Auburn Hills, Mich.
Few images warm the hearts of companies as much as that of a robot at work. Tireless, accurate, and uncomplaining, robots have been a fixture in manufacturing for almost 30 years. A downside is high programming costs. That's because most robots work as individuals instead of synchronized in teams. This is a major roadblock to the growth of robotic manufacturing.
Part of the problem is an antiquated software-programming method. In typical manufacturing facilities, each robot runs proprietary software and production engineers must program them one at a time. For facilities with, say, 300 robots, that's a lot of downtime. Engineers thus try to program at a frantic pace, with little chance to fine-tune code. And because engineers usually don't have an overall view of production lines and entire facilities, it's difficult to detect collisions or other common robot and work-cell incidences.
Digital-manufacturing software is one component to solving the problem. For starters, the software lets engineers program offline before using code on the shop floor. The software also provides simulation tools that let users coordinate operations between robots, work cells, and production lines. Ideally, the software is part of a PLM system that encompasses design, analysis, and manufacturing processes. Here, robotic programs deliver fast, high-quality results on a large scale.
In this scenario, production engineers first make 3D models of manufacturing facilities and then use the models to lay out individual machines, work cells, and production lines. The models are not simply animated illustrations — they are exact representations of the facility, in real-life scale and proportion, created from equipment geometries and the facility's physical dimensions. Virtual 3D parts and assemblies that move along digital production lines are created from original design data.
Everything in 3D simulation happens exactly as it would in the physical world. This gives engineers the chance to see how production lines and whole facilities will work before they commit to physical construction. Users can manipulate multiple robots and work cells at one time to avoid collisions and also anticipate safety issues such as a robot moving too far into human work areas.
A good example to illustrate differences between current programming methods and those based on digital-manufacturing software comes from a common, heavily automated, automotiveindustry process — painting bumpers. Engineers program robots to paint a precise number and length of strokes to cover the entire surface, yet must avoid overpainting and waste. In an ideal scenario, manufacturers would smoothly shift capacity between painting booths, according to demand, merely by modifying the robotic programming.

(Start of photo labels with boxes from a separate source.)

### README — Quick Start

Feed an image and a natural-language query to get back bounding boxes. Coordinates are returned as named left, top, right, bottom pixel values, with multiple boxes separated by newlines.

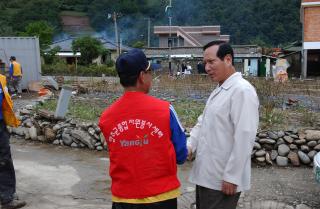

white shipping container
left=0, top=37, right=41, bottom=89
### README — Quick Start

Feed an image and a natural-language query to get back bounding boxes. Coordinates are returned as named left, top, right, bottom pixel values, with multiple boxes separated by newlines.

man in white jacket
left=188, top=41, right=259, bottom=209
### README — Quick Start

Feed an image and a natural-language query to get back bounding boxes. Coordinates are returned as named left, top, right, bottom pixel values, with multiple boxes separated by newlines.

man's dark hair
left=203, top=41, right=234, bottom=65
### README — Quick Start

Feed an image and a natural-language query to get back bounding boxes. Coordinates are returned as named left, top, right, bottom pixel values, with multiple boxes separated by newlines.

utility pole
left=113, top=12, right=120, bottom=56
left=108, top=12, right=121, bottom=56
left=166, top=0, right=173, bottom=75
left=148, top=17, right=151, bottom=48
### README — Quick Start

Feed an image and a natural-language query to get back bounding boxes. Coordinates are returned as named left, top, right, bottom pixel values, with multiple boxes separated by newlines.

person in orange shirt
left=9, top=56, right=22, bottom=97
left=0, top=75, right=26, bottom=209
left=99, top=49, right=187, bottom=209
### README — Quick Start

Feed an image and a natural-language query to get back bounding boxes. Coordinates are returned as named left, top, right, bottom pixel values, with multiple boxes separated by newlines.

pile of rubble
left=9, top=105, right=107, bottom=151
left=9, top=105, right=320, bottom=166
left=251, top=130, right=320, bottom=166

Instead, engineers must work for hours before programming begins. They first collect information such as offset numbers from controllers and current productionline layouts. Next, they use this information along with CAD partshape data to build virtual models of robotic-production procedures. In this scenario, engineers program in complex, proprietary controller-software languages.
After loading data into the robot controllers, it's up to operations engineers to handle problems that arise. These might include, for instance, a welding arm not fitting a certain hole. The trouble is, production engineers are seldom aware of modifications at the operations level. Thus, when reprogramming painting robots, production engineers often startfrom inaccurate base-lines.
In contrast, digital manufacturing software such as Delmia (Digital Enterprise Lean Manufacturing Interactive Application) from Dassault Systemes, used with PLM, eliminates or automates painting tasks. Parts information is already in the PLM system, which unifies design and manufacturing-planning processes. Digital manufacturing software lets engineers at offline workstations program a robot just as if they were sitting at the robot's control console. Simulation models show if robots collide, or damage parts by handing them off too quickly. Lastly the 3D facility model acts as a single, authoritative information repository for production and operations engineers. For instance, the model communicates modifications back to production engineers so there are accurate baselines for future programming projects.